Thursday, September 18, 2008

Obama mingles with Hollywood royalty at lucrative fundraiser


BEVERLY HILLS ( 2008-09-17 12:52:45 ) :Hollywood's A-list was out in force on Tuesday at a fundraiser for Barack Obama with stars including Leonardo DiCaprio helping to amass an estimated nine million dollars for the Democrat's White House campaign.

A dinner in a Beverly Hills mansion costing about 300 attendees 28,500 dollars each also attracted director Steven Spielberg along with a bevy of actors such as Jodie Foster and Tobey Maguire, and comedian Chris Rock, reporters saw.

Obama told the high-rolling audience that many of them had expressed jitters to him about his chances of success in the November 4 election against Republican John McCain.

The Illinois senator urged his supporters to "keep steady" in the days ahead and never forget what his candidacy was about.

He offered a reminder that his campaign "was about those who will never see the inside of a building like this and don't resent the success that's represented in this room, but just want the simple chance to be able to find a job that pays a living wage."

Drawing laughter, Obama added that he was "confident about winning because, I've looked at John McCain, I've looked at (McCain's running mate) Sarah Palin, I've looked at their agenda, and they don't have one."

Singer-actress Barbra Streisand crooned at a 2,500-dollar-per-head reception at the swanky Beverly Wilshire hotel after the dinner, where the stars ate goat's cheese, roasted potatoes, filet mignon and asparagus.

Obama aides would not confirm how much the twin events were set to raise but did not dispute reports that predicted a bumper haul of nine million dollars, which would be a record for a single night's fundraising.

McCain had accused Obama of siding with the Hollywood glitterati at his lucrative events instead of with hard-hit voters trapped by the economic malaise sweeping the United States.

Addressing voters in Vienna in the battleground state of Ohio, the Arizona senator earlier said Obama "talked about siding with the people, just before he flew off to Hollywood for a fundraiser with Barbra Streisand and his celebrity friends."

"Let me tell you, my friends, there's no place I'd rather be than here with the working men and women of Ohio," McCain said.

"Senator Obama's not interested in the politics of hope, he's interested in his political future."

But Obama's staff said McCain was on shaky ground, as he was flush with more than five million dollars after his own big fundraising event in Miami late Monday.

"I don't know who showed up in Florida where he raised five million dollars, but my guess is that it wasn't a lot of nurses, firefighters and police officers," Obama's top strategist David Axelrod told reporters.

Senator McCain raised an impressive 5.1 million dollars at his own fundraising dinner late Monday in Florida, the Republican's campaign said.

Supporters paid 50,000 dollars a ticket to attend the buffet dinner in Miami's InterContinental hotel, taking McCain's total fundraising in Florida to date to 26.2 million dollars.

Tuesday's events in Beverly Hills come after Obama racked up a record-breaking 66 million dollars in fundraising last month, beating his previous high mark of 55 million in February.

McCain raised 47 million dollars in August -- his best month so far.
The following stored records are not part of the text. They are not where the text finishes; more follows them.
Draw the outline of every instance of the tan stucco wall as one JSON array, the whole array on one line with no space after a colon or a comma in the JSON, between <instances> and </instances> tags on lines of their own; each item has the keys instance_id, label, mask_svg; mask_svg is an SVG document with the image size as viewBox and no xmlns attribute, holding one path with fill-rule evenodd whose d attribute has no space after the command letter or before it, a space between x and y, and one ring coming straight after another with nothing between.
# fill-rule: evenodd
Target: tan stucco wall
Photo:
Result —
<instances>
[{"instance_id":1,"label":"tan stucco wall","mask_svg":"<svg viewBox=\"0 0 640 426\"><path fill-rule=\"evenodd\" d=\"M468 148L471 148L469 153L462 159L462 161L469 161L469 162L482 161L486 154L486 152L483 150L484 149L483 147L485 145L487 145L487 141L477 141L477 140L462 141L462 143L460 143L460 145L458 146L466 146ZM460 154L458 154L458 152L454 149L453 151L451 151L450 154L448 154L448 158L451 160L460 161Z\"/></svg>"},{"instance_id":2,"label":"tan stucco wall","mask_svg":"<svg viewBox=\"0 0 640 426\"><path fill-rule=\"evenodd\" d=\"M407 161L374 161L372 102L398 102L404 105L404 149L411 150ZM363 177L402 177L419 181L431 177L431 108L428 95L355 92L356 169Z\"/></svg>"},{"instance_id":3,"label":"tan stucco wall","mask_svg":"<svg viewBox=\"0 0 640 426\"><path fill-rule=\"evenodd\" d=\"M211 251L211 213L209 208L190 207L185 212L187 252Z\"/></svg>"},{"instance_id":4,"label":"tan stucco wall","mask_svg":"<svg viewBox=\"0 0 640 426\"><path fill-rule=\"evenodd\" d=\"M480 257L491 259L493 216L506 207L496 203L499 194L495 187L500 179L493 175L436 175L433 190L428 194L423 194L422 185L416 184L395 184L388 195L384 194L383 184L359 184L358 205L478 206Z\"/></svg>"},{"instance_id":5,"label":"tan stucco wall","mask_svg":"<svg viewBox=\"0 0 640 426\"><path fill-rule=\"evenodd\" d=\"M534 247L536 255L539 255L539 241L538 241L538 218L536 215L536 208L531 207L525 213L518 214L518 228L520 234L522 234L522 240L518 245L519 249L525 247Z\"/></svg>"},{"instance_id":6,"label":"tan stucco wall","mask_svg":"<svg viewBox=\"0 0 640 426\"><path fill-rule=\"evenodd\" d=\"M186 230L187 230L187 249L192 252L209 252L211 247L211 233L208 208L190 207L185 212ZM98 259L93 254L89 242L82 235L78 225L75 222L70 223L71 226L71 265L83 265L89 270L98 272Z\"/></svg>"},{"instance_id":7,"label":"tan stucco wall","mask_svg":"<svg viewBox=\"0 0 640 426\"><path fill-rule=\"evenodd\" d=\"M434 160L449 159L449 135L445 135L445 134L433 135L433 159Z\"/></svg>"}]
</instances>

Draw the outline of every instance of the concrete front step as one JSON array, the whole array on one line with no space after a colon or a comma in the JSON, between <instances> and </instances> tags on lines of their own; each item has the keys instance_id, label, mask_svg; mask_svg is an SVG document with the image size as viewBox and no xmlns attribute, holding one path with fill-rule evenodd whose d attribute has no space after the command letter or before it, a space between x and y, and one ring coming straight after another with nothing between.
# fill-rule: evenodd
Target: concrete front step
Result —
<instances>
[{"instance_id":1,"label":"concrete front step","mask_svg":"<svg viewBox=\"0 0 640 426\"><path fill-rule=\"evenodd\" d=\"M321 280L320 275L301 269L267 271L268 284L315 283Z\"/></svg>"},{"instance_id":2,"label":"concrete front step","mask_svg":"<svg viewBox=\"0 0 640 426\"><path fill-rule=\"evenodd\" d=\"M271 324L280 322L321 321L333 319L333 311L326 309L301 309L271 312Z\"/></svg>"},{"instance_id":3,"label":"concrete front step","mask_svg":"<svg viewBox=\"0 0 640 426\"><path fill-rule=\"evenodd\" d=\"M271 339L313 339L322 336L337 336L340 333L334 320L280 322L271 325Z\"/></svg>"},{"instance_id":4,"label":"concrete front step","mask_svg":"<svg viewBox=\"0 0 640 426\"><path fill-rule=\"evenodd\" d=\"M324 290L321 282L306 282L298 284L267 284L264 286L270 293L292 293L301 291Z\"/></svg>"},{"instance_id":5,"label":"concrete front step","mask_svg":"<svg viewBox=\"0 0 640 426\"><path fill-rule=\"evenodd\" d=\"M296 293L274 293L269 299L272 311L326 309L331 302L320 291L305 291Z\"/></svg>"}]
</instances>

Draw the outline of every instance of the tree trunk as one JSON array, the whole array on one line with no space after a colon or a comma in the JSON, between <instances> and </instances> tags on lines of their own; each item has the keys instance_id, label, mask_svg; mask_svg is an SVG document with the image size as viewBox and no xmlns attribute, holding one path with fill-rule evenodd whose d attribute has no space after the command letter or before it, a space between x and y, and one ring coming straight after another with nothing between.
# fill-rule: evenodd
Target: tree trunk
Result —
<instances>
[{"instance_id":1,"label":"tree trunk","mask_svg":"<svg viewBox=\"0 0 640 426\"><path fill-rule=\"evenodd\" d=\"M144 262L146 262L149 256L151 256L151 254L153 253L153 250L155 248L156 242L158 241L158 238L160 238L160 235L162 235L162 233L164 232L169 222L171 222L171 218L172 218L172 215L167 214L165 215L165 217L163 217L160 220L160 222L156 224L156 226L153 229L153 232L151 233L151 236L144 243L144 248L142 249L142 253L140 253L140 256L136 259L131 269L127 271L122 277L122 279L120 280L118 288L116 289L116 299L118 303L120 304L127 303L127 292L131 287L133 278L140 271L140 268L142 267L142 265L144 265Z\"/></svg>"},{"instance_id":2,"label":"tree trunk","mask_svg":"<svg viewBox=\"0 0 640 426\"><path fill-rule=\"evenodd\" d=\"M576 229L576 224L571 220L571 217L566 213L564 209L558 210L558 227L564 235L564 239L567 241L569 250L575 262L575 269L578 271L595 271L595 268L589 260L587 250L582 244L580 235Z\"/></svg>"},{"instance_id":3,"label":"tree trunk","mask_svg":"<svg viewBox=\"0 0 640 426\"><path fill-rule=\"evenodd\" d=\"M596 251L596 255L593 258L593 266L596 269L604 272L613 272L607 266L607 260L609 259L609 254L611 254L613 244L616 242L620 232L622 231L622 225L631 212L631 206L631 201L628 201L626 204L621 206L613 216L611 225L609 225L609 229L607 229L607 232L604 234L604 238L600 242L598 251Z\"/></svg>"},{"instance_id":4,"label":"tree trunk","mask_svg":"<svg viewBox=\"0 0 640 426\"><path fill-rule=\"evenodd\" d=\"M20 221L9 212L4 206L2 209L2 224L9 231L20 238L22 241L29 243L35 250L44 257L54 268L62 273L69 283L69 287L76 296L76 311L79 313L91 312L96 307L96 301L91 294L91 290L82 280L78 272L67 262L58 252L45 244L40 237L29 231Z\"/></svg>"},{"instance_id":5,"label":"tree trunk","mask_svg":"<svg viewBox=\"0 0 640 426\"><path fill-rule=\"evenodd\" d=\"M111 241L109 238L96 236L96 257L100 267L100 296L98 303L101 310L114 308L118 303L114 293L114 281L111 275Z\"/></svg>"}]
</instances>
But the Republican has accepted public financing for his effort, which limits his spending to 84 million dollars for the general election campaign.

Obama has opted out of public financing, but both candidates are maintaining a regular schedule of fundraisers to top up their coffers for the most expensive US election ever.

Under US law, the first 2,300 dollars of donations can go to Obama's campaign and anything over that was going to the Democratic Party's election war chest.